Each Customer has his/her own preference. Some would like to have a fixed cash outflow throughout the finance term. Others would like to have variable outflow in the monthly installment in order to get benefit from change in market rates. Currently Sakana provides the following types of financing:



Ijara
Under Ijara financing, Sakana will purchase the property from the Seller. Instead of selling the property to the Customer, Sakana will lease it to the Customer for an agreed period. At the same time, Sakana will promise to sell the property to the Customer as long as the Customer fulfills all terms and conditions specified in the lease agreement.

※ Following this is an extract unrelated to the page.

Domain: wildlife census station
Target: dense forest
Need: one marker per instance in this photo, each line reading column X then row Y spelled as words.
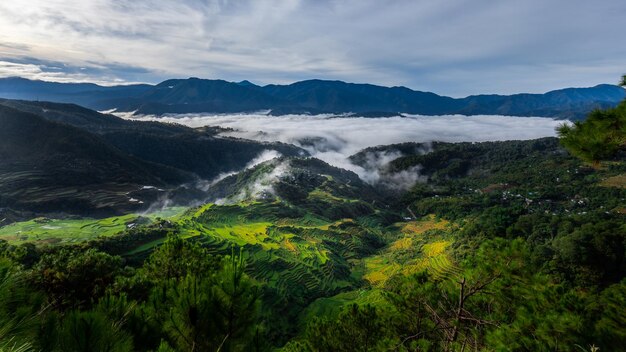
column 503, row 246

The significant feature is that the assets remain the property of Sakana. Over the term of the finance, Sakana becomes the landlord and Customer assumes the role of a tenant. During this period, the Customer makes monthly rental payments including contribution towards the purchase price of the property (capital).

In Ijara, the monthly payment i.e. rental may differ every 6 months. The reason for this is that the rental charges will be pegged against the Benchmark Rate of Sakana which will change on a 6 monthly basis. Therefore, there might be fluctuations in a Customer’s financial planning.

Murabaha
Under Murabaha financing, Customer will identify the property that he/she wishes to buy and Sakana will purchase it on his/her behalf from the Seller. Sakana will then resell the same property back to the Customer (inclusive of Sakana’s profit margin) with a deferred payment plan i.e. Customer to pay Sakana in equal monthly installments over the agreed tenure.

Murabaha is best suited for a customer who wants to have a fixed cash outflow throughout the financing tenure. The monthly installment for Murabaha will be fixed up front and you will know the amount of your commitment from the very first day. In short you can budget your finances better, since you will know exactly how much you will have to pay each month.